Monitoring problems and progress on your campus doesn’t have to be complicated, and at least some of the information you need may already be available. First, you’ll need to determine what types of information will be helpful in assessing the nature of alcohol problems at your school and the effects of your efforts. Then, you have several choices: collecting new data, using data already collected on your campus, viewing data from existing surveys or other sources, or combining these options.
Consider collecting three types of information: data on students’ drinking itself, plus its consequences at both the individual and campus levels. To follow are some options for measures and tools.
Possible measures of student drinking itself:
- Frequency of alcohol use (e.g., number of days per week)
- Quantity of alcohol consumed in a typical drinking day (e.g., number of standard drinks per day)
- Peak quantity of alcohol use (e.g., maximum number of drinks consumed in a single day)
- Frequency of binge drinking (e.g., number of binge drinking occasions in a 2-week period). NIAAA defines binge drinking as 5 or more standard drinks for men, or 4 or more standard drinks for women, in a 2-hour period.
Possible assessments for individual-level consequences of alcohol use that have been validated for use with college students follow:
- Consequences of alcohol use can be assessed using the Rutgers Alcohol Problem Index (RAPI) or the Young Adult Alcohol Consequences Questionnaire (YAACQ).
- The severity of alcohol-related psychopathology can be assessed using the Alcohol Use Disorders Identification Test‒Concise (AUDIT-C) or the Alcohol, Smoking, and Substance Involvement Screening Test (ASSIST).
Possible measures of campus-level consequences of alcohol use (many campuses may already be monitoring and tracking at least some of this information):
- Emergency room transports (if possible, record blood alcohol concentration)*
- Sexual assaults
- Alcohol-involved deaths (intentional and unintentional, by both injuries and poisoning)
- Costs for repairs of vandalized property
- Police services: calls, citations, or arrests for alcohol-related offenses
- Incident reports from judicial affairs, student life, or public safety
- Documented problems at sporting events
- Neighborhood complaints
- Mapped locations of problem areas using police/emergency call and response data (heavy drinking areas can also be identified in student surveys)
*Note: An increase in emergency room transports may be a positive consequence, depending on the focus of your intervention.
College alcohol intervention experts strongly advise conducting an annual survey of a random sample of students to assess self-reported alcohol use and alcohol-related problems.

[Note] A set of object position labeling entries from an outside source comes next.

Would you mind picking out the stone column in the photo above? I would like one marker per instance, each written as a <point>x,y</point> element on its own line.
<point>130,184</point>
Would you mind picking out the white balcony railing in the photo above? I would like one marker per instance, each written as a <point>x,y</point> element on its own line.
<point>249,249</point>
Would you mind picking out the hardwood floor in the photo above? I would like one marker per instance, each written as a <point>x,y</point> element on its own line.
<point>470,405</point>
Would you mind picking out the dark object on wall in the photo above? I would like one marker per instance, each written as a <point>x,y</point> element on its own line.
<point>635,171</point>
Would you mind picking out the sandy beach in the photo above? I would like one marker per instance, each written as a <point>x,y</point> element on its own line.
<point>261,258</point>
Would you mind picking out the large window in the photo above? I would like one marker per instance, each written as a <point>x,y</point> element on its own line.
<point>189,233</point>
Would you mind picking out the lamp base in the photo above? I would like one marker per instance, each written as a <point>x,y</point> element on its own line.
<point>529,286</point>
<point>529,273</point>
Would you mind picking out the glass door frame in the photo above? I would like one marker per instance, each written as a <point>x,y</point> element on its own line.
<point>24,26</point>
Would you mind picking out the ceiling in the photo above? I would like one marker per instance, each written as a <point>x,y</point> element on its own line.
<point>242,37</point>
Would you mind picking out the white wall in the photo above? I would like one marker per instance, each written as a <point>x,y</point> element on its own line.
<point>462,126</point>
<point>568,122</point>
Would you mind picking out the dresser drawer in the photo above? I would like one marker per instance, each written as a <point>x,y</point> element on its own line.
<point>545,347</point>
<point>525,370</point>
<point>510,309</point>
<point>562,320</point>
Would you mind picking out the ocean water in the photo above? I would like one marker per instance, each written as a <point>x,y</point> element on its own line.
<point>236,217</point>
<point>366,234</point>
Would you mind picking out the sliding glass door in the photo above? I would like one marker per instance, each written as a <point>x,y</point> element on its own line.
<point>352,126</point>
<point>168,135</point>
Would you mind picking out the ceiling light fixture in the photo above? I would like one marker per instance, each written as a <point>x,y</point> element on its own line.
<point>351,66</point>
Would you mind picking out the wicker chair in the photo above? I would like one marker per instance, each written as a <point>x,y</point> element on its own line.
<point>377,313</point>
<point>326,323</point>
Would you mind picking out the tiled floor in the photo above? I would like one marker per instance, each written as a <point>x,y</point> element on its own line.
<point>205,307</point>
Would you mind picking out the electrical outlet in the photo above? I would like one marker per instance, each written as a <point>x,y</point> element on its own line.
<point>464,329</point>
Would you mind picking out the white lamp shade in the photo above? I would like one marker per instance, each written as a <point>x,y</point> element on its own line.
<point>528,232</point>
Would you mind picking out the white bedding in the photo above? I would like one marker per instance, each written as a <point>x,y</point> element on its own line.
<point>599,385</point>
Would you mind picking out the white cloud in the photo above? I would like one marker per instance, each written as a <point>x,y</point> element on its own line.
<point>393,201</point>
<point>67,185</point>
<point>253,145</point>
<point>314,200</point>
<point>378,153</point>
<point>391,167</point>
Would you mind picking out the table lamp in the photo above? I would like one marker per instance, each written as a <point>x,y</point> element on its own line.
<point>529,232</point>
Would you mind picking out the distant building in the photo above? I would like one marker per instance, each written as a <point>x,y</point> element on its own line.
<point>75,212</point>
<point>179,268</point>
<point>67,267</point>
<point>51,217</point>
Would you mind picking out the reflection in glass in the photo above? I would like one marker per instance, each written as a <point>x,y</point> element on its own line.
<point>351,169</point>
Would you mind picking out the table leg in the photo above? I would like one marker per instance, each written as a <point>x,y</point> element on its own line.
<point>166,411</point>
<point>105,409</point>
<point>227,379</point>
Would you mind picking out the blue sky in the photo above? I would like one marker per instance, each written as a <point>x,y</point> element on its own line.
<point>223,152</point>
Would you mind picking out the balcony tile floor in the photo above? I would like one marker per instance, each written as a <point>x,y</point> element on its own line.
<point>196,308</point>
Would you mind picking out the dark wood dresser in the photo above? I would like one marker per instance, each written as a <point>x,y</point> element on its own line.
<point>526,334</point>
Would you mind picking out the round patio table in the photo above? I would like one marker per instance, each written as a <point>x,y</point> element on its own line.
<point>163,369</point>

Several commercial surveys are available to monitor student alcohol use, including but not limited to the Core Institute’s Alcohol and Other Drug Use Survey and the American College Health Association’s National College Health Assessment. Using one of these surveys may increase your ability to compare your institution with other colleges. You also have the option of developing an instrument that you tailor to your own needs, which can incorporate validated measures of alcohol use and its consequences. Collecting survey data both before and after implementation of an intervention will help you to assess its impact.
A word about gathering broad vs. more specific data: Although gathering broad data on alcohol consumption and subsequent problems is important, by itself it may not help you select or evaluate your strategies. You’ll likely need to supplement broad, generic measures with more specific data on student subgroups or specific times and places where problems arise. If, for instance, you choose to focus on alcohol use related to sporting events such as football games, a global measure of ’binge drinking’ is unlikely to demonstrate success. Instead, be sure you either already measure alcohol consumption at those events or start to do so.
Likewise, if you want to see if an individual-level approach is working, it is important to track who has received the intervention and examine changes in their data before and after. A broad survey cannot capture individual-level changes if it mixes data for those who did and did not receive the intervention.